Profligate Moral Economy

Thanks to Josh Corey for the pointer to Timothy Burke’s attempt to inaugurate a critique of Thomas Frank. Such a critique will be, I think, a real necessity of progressive cultural and political organization for the foreseeable future, and it’s good to see that some sharp minds out there are taking up the challenge and raising questions about the potentially disastrous implications of Frank’s “populism” for left politics.

While I’m thankful for the direction opened up by Burke’s comments, though, I have some unresolved questions about the invocation of moral economy on which they lean. Specifically, I can see how small-holding Western and Southern-states farmers and surrounding agrarian communities could think their place in the world in terms of an anti-accumulation position historically tied to the small peasant. What I need some help seeing is how, again historically, the radical divergence between this moral-ideological side of their moral economy and the political-economic side of the equation has been so effectively papered over.

This “other side” of the equation becomes somewhat clearer if we actually take a look at the realities of agricultural production in the South, and even more so in the West. Even a cursory examination reveals these modes of life to be structured as anything but small peasant production. Leaving aside for the moment the fact that acreage under cultivation by small-holding individual owners is a rapidly shrinking share of total farmland, the divergence from peasant conditions becomes clear even when we take these small-holdings as representative of the whole. And this becomes clear precisely in the form of those redistributions of accumulation that Burke says provoke such distrust in the terms of a peasant moral economy. Agriculture in the regions we’re talking about here, and especially west of the Mississippi, is simply unthinkable on its current scale without gargantuan Federal inputs. There is farmland in Arizona, for example, where the ratio of Federal dollars – in the form of subsidized irrigation water, hydroelectric power and direct farm commodity price supports – to farm commodity prices runs in the neighborhood of 1 to 1.2. If we talk about low-value graze crops like alfalfa, grown with expensive irrigation water on poorly-drained land, the ratio sometimes sinks below 1 to 1. While not as pronounced in the Southeast, the presence of the TVA and related Federal dredging, dyking, draining, and power generating facilities – most supplying their inputs far below cost to agricultural producers – produces a similar phenomenon.
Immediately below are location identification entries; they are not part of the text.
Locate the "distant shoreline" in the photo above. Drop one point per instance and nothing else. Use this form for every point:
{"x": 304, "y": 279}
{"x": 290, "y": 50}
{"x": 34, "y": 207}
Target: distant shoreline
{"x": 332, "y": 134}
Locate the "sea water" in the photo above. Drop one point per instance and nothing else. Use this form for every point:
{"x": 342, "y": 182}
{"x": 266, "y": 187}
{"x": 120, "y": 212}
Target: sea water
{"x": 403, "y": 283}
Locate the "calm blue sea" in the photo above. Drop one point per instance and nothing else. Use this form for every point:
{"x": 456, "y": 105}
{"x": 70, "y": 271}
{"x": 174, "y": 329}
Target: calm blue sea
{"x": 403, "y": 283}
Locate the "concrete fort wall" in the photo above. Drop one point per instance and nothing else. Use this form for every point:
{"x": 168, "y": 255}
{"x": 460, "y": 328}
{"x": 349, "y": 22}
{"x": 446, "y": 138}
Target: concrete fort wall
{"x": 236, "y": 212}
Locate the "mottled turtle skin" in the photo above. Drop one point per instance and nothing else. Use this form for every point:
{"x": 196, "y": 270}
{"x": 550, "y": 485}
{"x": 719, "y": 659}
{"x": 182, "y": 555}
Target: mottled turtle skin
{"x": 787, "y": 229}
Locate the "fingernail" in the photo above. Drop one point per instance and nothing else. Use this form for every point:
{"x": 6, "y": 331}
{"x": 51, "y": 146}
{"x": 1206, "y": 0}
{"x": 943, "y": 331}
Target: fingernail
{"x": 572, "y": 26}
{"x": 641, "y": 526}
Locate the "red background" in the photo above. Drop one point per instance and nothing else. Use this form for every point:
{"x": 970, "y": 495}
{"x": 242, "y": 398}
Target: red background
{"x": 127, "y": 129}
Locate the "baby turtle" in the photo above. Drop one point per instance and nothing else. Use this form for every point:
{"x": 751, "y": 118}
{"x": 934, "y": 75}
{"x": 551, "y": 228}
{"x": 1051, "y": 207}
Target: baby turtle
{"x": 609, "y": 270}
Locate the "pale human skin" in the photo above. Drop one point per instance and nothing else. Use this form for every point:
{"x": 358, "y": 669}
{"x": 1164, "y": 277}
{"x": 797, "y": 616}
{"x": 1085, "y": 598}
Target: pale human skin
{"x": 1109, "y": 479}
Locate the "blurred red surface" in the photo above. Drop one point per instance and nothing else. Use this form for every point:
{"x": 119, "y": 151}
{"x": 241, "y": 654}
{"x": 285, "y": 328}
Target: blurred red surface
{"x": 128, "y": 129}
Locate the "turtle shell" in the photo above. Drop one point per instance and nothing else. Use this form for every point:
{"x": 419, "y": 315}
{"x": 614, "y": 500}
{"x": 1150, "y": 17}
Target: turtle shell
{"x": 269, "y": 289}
As has been pointed out elsewhere in the wake of the election, were we to conceive of the circulation of Federal tax monies as a balance of payments, the majority of blue states would show payments well above receipts, while for the majority of red states the inverse would hold true. And none of this, of course, is factoring in the non-renewable nature of some of the Federally-subsidized inputs, most particularly the water itself. (Could this perpetual externalizing of costs onto the commons one day become the breaking point between the persistent, peasant-derived “moral economy” and the large scale forms of production it’s increasingly enmeshed in?)

So I’m left wondering how large-scale capital flows, and State intervention in those flows, have been rendered so historically invisible when we’re speaking about “Red-state” rural and small-town life. This isn’t intended as a hostile question to Burke, because I think he might well be on to something, but I think one aspect of the situation we might need to make forcefully clear is the wide divergence between this moral economy as it’s articulated in a mode of cultural life, and the political economy it’s been serving behind its own back, as it were, for almost a full century.